The apathy starts at the top. Conservative central office is a dead zone these days. There’s no one to be seen. Almost every cabinet minister has disappeared to watch repeats of Pointless. Their best chance of retaining their seats is to dissociate from Rish!.

Away from the stench of failure, Lord Big Dave has only surfaced to make things worse. That way his own term in No 10 doesn’t look quite such a disaster. All that’s left are a few dysfunctional bots firing out weird cries for help on X.

But the show must go on in the House of the Dead. A performance that is both cruel and futile. And if anyone could inject some meaning into the meaninglessness it is the BBC’s super-sub Mishal Husain, who was replacing an injured Sophie Raworth.

We started with gambling. No surprises there. Sad face. Rish! reiterated that he had been so angry that he had been forced to do nothing about it. Keir really didn’t need to say anything much after that.

The main interest in the room was the shouting coming from outside it. Or maybe it was just someone begging to be let out. So soon. You couldn’t blame them.

It was all pretty much downhill from there. In other words what we heard was the well-rehearsed soundbites we had heard countless times before over the past few weeks. Only this time on steroids. Sunak had clearly decided he was in the last chance saloon and had decided to come out fighting. Time and again, he talked over Starmer and Husain. It was like listening to an over-entitled teenager playing at being an adult in the Oxford Union. There is no one he won’t patronise.

The Tetchometer rapidly tipped into the red as Keir got the first round of applause for pointing out that if Sunak bothered to listen to people in the audience he wouldn’t be so out of touch. Not that Starmer got it all his own way. He frequently looked startled, confused even. As if it had never occurred to him that Rish! might not play by the agreed rules. It was only towards the end that he regained his composure.

The promises and flashes of temper came in quick succession. On small boats, Sunak kept insisting his plan was working and that he would be sending thousands of migrants to Rwanda in a matter of weeks.

“We must never surrender our borders,” he said over and over again. Like a poundshop Churchill. Surrender was an interesting choice of words from a man who was acting as if Starmer was already prime minister. There again he hasn’t got a record to defend.

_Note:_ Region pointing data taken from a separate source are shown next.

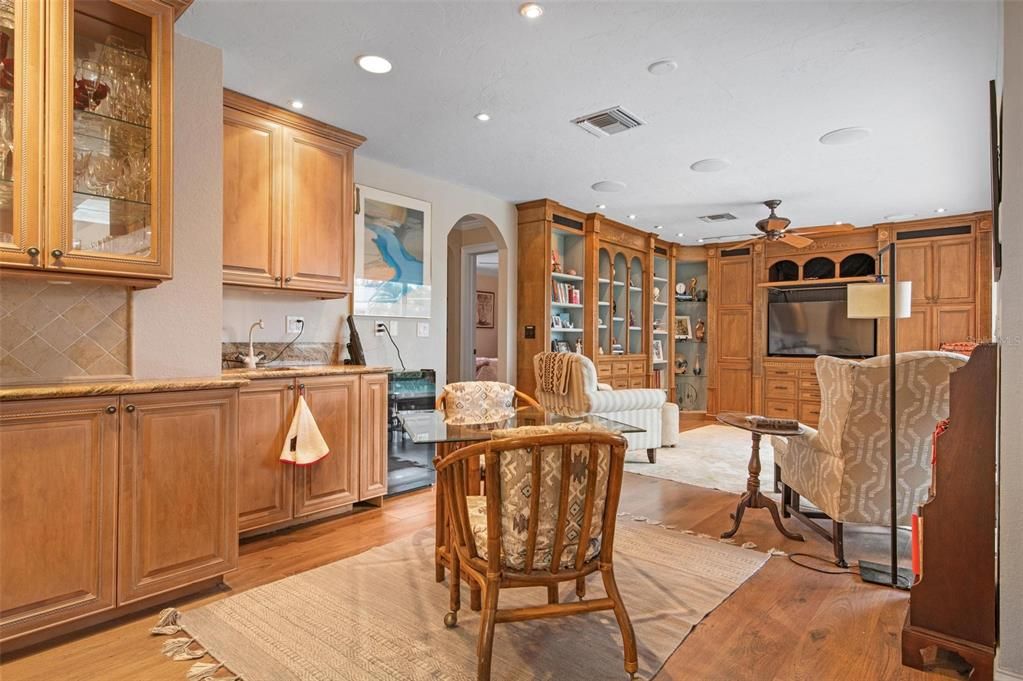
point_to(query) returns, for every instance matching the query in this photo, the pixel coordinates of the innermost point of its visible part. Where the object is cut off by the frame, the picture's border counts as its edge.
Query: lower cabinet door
(178, 511)
(265, 484)
(334, 481)
(372, 464)
(58, 482)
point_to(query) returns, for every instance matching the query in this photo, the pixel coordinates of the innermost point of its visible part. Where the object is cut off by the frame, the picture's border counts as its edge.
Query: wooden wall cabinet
(351, 412)
(288, 200)
(109, 502)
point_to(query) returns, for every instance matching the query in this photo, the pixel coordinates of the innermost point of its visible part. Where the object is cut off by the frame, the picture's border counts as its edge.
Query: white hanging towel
(304, 444)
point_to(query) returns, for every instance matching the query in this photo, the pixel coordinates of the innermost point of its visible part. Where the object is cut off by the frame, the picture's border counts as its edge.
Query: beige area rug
(379, 616)
(713, 456)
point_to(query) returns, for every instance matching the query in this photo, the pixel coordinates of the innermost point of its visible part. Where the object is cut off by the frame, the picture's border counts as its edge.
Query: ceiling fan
(774, 228)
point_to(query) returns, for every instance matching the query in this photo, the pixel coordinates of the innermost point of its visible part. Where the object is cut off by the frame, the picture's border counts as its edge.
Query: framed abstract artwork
(392, 255)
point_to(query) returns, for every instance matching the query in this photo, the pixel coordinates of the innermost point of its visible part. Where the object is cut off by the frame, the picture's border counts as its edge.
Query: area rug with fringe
(380, 616)
(713, 456)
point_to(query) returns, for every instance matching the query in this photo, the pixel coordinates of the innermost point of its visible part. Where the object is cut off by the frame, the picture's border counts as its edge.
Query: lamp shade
(870, 301)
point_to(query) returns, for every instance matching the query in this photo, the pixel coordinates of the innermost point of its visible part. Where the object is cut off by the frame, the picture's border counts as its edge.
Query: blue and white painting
(392, 255)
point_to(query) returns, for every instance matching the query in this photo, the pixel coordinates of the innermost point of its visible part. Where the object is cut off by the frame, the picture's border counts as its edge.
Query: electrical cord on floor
(290, 344)
(398, 350)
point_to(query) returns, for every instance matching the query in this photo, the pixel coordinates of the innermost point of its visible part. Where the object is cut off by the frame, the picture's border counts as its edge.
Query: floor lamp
(885, 299)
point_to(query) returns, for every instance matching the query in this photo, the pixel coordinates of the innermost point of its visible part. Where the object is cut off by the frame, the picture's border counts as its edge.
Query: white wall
(177, 324)
(1010, 662)
(323, 318)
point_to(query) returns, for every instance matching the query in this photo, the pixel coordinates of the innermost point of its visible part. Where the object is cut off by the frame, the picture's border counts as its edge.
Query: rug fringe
(168, 623)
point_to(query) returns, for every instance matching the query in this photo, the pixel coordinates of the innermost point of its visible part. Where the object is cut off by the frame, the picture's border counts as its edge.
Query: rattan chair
(547, 517)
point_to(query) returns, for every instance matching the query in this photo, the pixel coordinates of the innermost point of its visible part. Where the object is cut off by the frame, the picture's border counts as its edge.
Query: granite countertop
(288, 371)
(126, 387)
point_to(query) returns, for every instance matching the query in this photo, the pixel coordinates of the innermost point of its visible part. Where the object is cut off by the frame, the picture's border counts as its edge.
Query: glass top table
(429, 426)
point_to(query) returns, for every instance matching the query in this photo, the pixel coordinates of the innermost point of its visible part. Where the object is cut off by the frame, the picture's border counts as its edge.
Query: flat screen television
(808, 328)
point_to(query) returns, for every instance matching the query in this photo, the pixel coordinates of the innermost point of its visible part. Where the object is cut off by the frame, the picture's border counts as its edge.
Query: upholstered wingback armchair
(842, 466)
(646, 408)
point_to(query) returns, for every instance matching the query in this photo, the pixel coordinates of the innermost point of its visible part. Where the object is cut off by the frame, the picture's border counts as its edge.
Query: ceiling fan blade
(795, 240)
(823, 229)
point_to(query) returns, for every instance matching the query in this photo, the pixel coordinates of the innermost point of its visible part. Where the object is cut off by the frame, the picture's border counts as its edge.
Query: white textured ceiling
(758, 83)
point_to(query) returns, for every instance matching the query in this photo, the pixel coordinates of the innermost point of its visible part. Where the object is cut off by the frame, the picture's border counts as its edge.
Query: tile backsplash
(52, 332)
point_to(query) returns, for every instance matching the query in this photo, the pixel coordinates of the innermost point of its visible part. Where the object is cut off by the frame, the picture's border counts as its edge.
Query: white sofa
(646, 408)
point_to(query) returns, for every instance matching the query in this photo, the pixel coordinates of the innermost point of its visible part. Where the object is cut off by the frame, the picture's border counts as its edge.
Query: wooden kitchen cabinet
(265, 485)
(178, 512)
(58, 494)
(288, 199)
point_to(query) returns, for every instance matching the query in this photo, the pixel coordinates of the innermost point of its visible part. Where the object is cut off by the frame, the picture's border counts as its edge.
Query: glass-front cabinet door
(20, 132)
(110, 134)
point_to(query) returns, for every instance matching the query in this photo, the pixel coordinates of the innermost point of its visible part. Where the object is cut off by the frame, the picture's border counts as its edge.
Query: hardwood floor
(786, 623)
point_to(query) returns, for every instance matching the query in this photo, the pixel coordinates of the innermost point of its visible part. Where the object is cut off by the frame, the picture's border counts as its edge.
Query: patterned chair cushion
(516, 483)
(478, 402)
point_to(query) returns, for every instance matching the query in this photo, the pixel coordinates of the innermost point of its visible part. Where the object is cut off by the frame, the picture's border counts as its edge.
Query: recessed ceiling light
(662, 66)
(531, 10)
(373, 63)
(608, 185)
(710, 165)
(845, 136)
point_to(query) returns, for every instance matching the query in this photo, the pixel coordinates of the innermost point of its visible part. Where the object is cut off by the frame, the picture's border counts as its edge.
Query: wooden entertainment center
(615, 269)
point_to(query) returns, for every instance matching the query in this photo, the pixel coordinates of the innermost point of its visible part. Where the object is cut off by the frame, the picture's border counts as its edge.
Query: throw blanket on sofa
(553, 372)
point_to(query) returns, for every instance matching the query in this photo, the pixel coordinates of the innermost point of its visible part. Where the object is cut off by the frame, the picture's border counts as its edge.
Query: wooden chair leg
(488, 618)
(628, 635)
(838, 542)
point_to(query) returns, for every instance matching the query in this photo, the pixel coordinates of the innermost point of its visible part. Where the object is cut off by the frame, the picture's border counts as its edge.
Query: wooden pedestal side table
(753, 497)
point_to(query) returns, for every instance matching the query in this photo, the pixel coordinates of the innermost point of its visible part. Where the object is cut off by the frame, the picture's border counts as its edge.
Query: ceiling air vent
(718, 217)
(609, 122)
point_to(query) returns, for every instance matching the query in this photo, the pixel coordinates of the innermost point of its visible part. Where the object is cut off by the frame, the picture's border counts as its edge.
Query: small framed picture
(658, 351)
(683, 327)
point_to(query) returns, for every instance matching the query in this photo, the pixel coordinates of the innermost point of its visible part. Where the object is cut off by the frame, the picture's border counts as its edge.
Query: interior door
(253, 149)
(334, 481)
(319, 228)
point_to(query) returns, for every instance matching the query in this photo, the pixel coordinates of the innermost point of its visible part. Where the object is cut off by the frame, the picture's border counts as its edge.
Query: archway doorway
(477, 309)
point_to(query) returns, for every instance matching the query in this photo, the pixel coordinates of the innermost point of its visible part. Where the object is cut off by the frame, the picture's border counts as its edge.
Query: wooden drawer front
(809, 412)
(782, 388)
(781, 409)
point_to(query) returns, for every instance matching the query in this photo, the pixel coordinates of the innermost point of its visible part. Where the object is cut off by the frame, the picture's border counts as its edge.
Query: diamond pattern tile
(49, 332)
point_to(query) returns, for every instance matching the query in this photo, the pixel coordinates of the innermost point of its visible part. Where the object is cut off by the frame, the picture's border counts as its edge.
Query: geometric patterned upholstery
(842, 466)
(646, 408)
(516, 482)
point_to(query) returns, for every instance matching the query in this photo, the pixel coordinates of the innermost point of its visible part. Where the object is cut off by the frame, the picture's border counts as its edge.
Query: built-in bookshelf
(690, 334)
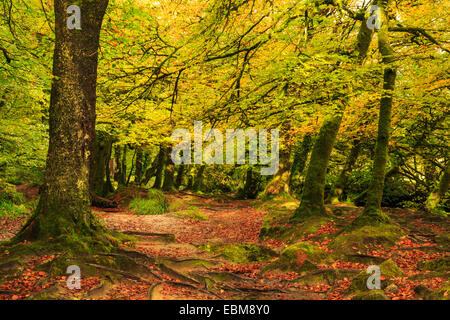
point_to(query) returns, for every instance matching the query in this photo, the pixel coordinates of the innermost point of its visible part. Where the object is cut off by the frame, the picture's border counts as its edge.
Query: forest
(224, 150)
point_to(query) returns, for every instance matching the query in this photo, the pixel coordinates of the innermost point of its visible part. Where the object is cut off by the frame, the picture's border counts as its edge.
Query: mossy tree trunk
(123, 167)
(180, 176)
(198, 180)
(312, 200)
(298, 164)
(169, 173)
(372, 214)
(102, 154)
(139, 165)
(442, 188)
(341, 184)
(150, 172)
(64, 205)
(118, 157)
(159, 171)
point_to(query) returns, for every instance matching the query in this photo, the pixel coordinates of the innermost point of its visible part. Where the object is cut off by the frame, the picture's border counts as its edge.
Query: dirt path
(180, 241)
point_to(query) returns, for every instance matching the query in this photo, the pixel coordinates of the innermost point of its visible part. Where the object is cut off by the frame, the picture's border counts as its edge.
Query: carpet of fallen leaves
(229, 221)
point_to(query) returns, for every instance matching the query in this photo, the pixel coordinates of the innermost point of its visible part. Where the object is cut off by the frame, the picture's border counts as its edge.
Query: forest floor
(210, 249)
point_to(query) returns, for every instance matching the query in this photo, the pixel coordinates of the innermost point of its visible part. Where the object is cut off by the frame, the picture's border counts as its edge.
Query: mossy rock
(366, 237)
(299, 257)
(287, 231)
(442, 294)
(370, 295)
(388, 270)
(443, 238)
(439, 264)
(191, 213)
(241, 253)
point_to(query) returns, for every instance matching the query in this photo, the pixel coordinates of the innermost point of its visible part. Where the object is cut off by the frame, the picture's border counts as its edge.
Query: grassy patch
(191, 213)
(241, 253)
(155, 204)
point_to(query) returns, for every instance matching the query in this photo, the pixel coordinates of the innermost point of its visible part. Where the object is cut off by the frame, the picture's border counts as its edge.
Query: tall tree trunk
(442, 188)
(64, 206)
(102, 153)
(312, 201)
(118, 173)
(139, 164)
(169, 173)
(123, 169)
(372, 214)
(160, 168)
(180, 176)
(198, 181)
(150, 172)
(298, 164)
(341, 184)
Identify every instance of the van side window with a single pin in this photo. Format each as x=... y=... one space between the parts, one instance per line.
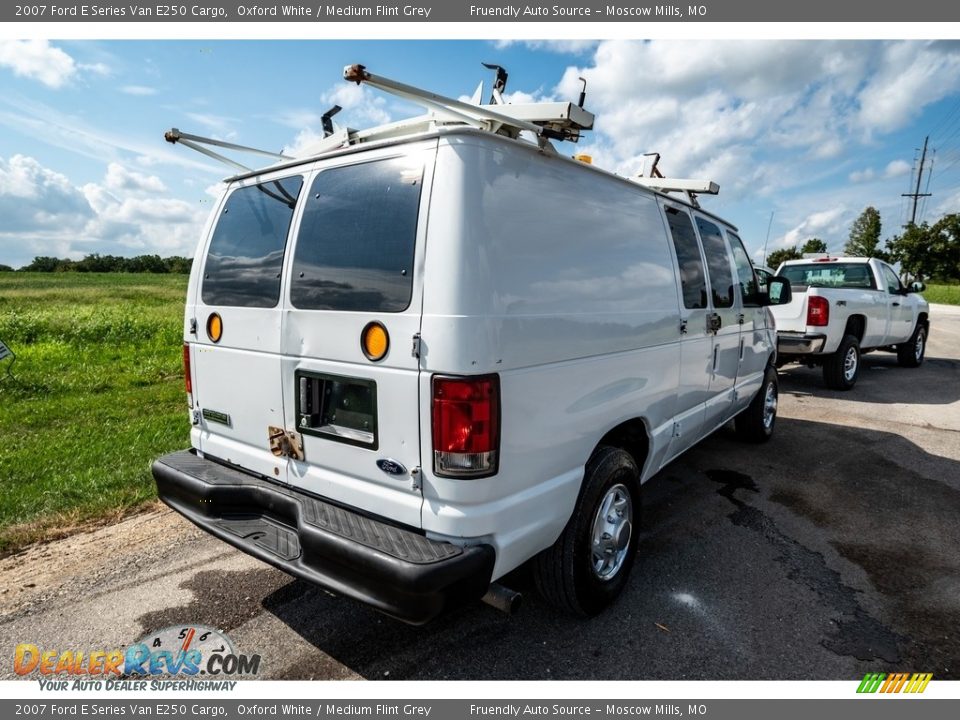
x=245 y=258
x=745 y=275
x=356 y=241
x=692 y=279
x=718 y=263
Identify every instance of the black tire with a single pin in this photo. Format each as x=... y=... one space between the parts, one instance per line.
x=911 y=353
x=756 y=423
x=842 y=368
x=565 y=573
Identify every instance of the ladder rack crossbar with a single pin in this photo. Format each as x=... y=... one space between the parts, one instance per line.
x=464 y=111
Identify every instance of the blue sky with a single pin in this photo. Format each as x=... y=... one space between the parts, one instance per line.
x=811 y=131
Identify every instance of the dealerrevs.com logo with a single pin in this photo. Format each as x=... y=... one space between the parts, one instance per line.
x=911 y=683
x=178 y=650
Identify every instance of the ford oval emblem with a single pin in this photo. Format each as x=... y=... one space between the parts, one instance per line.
x=391 y=467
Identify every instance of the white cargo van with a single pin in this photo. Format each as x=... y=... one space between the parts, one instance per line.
x=421 y=356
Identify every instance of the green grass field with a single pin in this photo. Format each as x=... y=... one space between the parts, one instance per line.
x=97 y=393
x=944 y=294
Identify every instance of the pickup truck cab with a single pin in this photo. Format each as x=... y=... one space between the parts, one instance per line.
x=422 y=355
x=844 y=306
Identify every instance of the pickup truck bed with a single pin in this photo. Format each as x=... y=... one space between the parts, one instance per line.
x=844 y=306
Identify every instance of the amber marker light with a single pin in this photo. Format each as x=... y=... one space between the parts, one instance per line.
x=374 y=341
x=214 y=327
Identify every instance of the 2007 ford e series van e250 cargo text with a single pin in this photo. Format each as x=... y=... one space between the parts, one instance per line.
x=424 y=354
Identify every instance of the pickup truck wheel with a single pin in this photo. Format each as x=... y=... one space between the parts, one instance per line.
x=755 y=424
x=910 y=353
x=587 y=567
x=841 y=369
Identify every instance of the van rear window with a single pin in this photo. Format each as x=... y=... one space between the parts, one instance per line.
x=356 y=240
x=245 y=258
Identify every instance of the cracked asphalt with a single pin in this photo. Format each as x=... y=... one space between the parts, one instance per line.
x=827 y=553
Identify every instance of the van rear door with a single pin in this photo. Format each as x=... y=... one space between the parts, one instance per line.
x=235 y=352
x=349 y=374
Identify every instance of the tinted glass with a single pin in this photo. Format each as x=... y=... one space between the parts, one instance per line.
x=245 y=258
x=848 y=275
x=745 y=274
x=356 y=241
x=893 y=282
x=692 y=279
x=718 y=264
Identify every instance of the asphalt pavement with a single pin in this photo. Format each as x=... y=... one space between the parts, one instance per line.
x=825 y=554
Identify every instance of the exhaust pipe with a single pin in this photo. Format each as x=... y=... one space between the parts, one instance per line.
x=503 y=598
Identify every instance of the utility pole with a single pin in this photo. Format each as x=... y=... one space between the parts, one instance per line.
x=916 y=194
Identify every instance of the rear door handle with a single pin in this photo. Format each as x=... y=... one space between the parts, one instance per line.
x=713 y=322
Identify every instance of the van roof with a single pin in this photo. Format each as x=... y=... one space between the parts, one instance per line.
x=452 y=130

No one was any the wiser when we got on to the economy and Husain observed we would be better off listening to the IFS. If only. Rish! got increasingly snitty as he always does when things don’t go entirely his own way. His one human moment being when he talked about his excitement at getting the keys to his Santa Monica penthouse. We can all relate to that.

Both men got roughly equal amounts of applause. No surprise there. The audience was equally divided between Tories, Labour and undecided. It was a score draw as these things always are. No one won, no one lost. So it had been largely a waste of time. The best question was: “Are you two really the best choice we’ve got?”

Sadly the answer is yes. Because in an election of despair neither man could offer any hope. We are being led by the hopeless.